Randall Learish1, Natasha Karassina1, Georgyi V. Los1, Chad Zimprich1, Mark G. McDougall2, Dieter H. Klaubert2, Marjeta Uhr1, Danette Hartzell1, Nidhi Nath1, Gediminas Vidugiris1, Robert F. Bulleit1, Keith Wood1
1Promega Corporation, Madison, WI 53711
2Promega Biosciences Inc., San Luis Obispo, CA 93401
The study of complex protein networks in living cells is facilitated by the use of technologies which offer multiple applications. Here we study a cell-based model of the NFκB signaling pathway using a reporter-fusion protein technology to both functionally label, and immobilize and capture, p65 and its binding partners. Fusion constructs were made using the HaloTag® Interchangeable Labeling Technology and expressed by transient or stable transfection in mammalian cell lines. p65 fusion protein was immobilized onto HaloLink™ agarose beads without prior purification steps. This approach provided for successful capture of the p65 fusion protein as well as co-capture of its binding partner IκB, as demonstrated by western blotting. Fusion protein was also captured using streptavidin-coated beads following labeling of the p65-fusion with a biotinylated HaloTag® ligand. The p65-fusion was visualized in the cytoplasm of living cells following transfection and labeling with fluorescent ligands. Following fluorescent labeling and treatment with TNFα in vivo, nuclear translocation of the p65-fusion construct was visualized by time lapse confocal imaging. At intervals after treatment, lysates were obtained, fractionated into nuclear and cytoplasmic pools, and probed. Western blot analysis revealed a time dependant degradation and reappearance of IκB in the cytoplasm, as well as correlative evidence for translocation of the p65-fusion protein into the nucleus. Finally, the same technology was applied to study the DNA promoter binding activity of the p65-fusion protein by cross-linking TNFα treated samples and then capturing DNA fragments using HaloLink™ resin.
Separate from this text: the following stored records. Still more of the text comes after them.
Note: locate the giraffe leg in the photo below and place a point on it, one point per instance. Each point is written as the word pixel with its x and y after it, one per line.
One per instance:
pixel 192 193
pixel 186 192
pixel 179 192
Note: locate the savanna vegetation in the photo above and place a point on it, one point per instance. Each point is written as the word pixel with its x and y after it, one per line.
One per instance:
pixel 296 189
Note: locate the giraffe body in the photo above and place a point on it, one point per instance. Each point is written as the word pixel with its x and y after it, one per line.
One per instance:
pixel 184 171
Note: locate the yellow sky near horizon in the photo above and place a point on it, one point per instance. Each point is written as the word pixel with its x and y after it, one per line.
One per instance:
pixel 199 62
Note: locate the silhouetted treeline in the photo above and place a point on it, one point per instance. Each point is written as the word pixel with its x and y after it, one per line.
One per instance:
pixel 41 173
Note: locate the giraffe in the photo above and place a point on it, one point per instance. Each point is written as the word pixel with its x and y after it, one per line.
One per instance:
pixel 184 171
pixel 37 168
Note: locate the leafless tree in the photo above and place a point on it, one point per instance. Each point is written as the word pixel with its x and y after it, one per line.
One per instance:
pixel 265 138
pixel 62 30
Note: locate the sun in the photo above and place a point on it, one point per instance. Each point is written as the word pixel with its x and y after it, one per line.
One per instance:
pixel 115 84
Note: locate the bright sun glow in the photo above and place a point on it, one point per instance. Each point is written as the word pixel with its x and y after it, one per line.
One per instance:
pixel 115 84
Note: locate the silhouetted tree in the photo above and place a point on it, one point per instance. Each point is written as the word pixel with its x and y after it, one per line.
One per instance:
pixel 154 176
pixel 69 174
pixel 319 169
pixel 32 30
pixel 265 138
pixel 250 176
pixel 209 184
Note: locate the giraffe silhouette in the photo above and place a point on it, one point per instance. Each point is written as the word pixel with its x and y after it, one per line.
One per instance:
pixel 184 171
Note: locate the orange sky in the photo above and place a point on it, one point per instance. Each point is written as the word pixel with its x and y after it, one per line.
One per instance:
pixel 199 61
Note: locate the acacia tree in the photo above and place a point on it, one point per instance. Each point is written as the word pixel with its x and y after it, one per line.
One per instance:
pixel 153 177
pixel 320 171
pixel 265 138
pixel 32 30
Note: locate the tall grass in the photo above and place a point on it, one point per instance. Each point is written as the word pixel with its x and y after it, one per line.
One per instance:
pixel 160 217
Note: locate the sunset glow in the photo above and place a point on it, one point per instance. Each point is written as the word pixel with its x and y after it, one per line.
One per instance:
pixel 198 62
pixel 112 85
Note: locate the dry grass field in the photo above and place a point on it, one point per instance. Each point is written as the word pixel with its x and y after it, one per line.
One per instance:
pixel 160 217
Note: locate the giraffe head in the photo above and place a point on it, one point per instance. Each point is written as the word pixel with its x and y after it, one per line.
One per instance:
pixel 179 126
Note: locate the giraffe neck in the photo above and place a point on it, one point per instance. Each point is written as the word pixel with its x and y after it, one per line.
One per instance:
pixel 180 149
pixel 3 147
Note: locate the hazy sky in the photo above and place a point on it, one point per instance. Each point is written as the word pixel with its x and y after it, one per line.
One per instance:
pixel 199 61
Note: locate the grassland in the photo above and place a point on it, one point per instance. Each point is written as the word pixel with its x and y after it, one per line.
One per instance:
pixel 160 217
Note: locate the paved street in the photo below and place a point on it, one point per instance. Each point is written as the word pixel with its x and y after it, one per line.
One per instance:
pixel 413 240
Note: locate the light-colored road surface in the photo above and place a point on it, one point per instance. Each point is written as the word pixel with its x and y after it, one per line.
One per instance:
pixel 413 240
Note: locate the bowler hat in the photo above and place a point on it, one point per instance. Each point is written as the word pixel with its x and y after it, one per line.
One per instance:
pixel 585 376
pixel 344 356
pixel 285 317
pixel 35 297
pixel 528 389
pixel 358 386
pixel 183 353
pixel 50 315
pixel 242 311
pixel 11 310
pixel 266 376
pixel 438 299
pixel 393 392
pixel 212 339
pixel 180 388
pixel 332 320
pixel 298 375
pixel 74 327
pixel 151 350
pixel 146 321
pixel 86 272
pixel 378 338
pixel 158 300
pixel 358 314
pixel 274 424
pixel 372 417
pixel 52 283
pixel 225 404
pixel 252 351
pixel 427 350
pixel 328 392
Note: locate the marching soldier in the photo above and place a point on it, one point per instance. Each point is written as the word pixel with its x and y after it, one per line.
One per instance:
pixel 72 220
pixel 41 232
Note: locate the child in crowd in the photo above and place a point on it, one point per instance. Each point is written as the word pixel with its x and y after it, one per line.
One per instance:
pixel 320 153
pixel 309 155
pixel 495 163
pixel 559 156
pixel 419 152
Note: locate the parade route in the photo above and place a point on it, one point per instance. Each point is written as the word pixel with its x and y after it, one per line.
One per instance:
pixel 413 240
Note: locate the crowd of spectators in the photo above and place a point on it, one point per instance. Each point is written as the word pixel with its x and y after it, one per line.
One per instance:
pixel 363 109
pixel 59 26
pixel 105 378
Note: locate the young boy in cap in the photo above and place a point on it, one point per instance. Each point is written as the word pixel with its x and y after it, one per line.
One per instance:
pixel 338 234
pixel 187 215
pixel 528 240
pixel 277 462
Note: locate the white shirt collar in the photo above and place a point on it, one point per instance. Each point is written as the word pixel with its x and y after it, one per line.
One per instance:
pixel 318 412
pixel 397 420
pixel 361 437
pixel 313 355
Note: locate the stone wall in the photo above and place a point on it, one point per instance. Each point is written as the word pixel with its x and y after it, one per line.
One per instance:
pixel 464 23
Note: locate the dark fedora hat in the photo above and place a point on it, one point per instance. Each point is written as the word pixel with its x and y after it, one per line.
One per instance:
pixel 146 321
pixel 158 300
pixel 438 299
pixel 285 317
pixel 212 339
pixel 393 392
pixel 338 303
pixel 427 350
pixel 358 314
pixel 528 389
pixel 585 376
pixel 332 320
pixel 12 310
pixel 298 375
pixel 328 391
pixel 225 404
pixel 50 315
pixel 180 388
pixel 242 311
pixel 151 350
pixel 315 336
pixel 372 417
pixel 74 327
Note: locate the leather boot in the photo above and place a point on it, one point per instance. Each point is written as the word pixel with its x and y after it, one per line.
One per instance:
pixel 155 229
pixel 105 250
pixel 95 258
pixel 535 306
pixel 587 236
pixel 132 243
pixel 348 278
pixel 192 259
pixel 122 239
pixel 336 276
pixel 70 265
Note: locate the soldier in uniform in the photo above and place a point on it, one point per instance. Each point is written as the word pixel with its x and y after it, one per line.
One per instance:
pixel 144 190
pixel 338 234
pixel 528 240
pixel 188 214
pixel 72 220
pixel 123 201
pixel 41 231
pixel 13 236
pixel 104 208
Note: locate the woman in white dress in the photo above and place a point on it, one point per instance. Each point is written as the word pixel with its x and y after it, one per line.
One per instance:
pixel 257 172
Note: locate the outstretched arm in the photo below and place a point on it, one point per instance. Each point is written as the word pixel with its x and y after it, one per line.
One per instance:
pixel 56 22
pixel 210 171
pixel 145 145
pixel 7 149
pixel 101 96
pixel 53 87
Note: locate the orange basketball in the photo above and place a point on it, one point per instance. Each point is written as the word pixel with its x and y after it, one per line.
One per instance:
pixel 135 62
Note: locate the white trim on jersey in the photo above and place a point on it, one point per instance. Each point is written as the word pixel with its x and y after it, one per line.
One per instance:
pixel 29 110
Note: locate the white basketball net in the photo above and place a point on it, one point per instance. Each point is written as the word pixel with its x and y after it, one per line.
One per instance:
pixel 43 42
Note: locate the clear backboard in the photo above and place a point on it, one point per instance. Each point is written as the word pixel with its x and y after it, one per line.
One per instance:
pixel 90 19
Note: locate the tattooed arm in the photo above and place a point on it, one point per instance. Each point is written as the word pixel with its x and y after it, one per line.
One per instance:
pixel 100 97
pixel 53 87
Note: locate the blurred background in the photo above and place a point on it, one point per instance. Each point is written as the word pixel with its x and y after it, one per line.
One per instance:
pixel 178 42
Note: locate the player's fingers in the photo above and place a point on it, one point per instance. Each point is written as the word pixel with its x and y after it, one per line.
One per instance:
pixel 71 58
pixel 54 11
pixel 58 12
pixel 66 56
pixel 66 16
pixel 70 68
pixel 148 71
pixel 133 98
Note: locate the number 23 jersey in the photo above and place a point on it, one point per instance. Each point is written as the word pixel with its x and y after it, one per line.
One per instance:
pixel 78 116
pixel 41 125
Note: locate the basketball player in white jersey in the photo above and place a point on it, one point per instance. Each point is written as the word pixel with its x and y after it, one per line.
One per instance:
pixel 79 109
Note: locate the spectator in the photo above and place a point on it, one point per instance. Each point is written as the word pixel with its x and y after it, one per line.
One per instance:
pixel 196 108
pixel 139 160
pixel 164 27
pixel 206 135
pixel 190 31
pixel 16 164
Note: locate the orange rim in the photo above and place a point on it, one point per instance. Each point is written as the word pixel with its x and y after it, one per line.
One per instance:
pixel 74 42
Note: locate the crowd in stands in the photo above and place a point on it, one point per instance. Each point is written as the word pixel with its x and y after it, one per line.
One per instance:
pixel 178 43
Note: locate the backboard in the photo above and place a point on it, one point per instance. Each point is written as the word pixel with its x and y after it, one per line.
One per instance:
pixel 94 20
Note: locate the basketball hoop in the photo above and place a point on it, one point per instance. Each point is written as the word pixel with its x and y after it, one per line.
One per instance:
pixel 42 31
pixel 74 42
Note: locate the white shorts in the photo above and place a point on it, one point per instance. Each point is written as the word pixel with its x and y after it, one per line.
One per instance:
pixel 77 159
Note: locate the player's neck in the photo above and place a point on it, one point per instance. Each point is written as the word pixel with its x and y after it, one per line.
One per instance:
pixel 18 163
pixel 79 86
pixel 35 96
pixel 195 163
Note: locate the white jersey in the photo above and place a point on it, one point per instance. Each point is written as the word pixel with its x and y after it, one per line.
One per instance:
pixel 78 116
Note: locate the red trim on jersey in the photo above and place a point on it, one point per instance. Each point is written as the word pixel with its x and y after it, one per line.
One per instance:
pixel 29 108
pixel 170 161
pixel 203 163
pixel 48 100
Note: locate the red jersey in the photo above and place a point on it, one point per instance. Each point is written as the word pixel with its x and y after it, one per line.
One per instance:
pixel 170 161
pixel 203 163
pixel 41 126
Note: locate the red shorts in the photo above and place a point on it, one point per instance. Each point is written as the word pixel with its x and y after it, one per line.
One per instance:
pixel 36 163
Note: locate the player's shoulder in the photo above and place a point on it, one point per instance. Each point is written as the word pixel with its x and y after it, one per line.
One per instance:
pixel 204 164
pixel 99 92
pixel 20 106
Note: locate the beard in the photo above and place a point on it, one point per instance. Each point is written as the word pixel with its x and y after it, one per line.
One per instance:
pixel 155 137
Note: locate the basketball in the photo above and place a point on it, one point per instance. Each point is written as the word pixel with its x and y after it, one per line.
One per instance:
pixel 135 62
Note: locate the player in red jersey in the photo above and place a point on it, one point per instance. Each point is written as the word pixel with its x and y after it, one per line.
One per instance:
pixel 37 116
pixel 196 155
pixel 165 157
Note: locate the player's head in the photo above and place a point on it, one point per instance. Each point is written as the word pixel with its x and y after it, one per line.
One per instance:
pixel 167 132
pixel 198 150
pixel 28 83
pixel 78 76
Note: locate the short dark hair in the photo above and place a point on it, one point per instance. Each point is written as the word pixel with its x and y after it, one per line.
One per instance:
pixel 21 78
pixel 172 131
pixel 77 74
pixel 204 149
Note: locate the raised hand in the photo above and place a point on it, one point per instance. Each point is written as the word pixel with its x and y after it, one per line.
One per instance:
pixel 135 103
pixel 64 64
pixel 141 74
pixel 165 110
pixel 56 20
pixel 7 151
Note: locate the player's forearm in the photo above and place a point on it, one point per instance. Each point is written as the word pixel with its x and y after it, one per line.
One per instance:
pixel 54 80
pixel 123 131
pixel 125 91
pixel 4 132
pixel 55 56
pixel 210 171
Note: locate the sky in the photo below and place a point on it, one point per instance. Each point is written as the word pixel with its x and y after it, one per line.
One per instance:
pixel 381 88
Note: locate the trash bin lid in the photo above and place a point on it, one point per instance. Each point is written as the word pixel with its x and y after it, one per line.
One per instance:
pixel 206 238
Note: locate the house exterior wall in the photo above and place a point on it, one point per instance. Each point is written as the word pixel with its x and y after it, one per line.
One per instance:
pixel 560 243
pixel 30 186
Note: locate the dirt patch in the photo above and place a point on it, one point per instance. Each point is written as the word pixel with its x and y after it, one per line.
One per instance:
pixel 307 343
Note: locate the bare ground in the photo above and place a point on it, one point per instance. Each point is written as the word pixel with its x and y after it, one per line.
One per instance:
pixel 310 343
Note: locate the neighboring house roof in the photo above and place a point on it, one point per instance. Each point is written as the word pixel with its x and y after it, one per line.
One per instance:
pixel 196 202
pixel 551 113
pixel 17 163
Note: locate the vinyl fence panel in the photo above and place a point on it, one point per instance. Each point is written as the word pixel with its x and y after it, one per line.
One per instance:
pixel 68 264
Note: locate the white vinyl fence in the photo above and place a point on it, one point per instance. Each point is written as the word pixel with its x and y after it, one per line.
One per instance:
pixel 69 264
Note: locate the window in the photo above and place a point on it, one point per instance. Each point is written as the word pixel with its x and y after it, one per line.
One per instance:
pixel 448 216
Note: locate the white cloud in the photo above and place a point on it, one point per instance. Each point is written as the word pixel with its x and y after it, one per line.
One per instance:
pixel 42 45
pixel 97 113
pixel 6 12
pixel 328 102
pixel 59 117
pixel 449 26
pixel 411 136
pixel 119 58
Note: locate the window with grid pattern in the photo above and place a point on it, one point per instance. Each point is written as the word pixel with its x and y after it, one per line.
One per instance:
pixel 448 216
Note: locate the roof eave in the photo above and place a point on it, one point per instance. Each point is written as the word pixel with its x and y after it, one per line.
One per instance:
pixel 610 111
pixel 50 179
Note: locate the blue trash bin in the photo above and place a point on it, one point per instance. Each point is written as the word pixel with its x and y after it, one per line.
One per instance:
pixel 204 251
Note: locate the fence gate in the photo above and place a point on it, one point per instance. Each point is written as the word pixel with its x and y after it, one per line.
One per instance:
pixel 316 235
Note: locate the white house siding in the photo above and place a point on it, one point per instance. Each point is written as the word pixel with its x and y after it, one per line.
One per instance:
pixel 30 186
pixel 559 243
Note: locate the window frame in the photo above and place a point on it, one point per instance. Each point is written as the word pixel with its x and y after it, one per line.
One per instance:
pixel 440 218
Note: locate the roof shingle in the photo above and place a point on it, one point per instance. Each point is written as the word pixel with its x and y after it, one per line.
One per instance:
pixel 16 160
The covalent attachment and rapid binding rate of the HaloTag® ligands to the reporter protein has made possible the development of a large set of applications that span the areas of imaging, high content analysis and proteomics. Here the versatility of the technology permitted the generation of a broad set of data using a single fusion construct to study NFκB signaling in vitro and in vivo.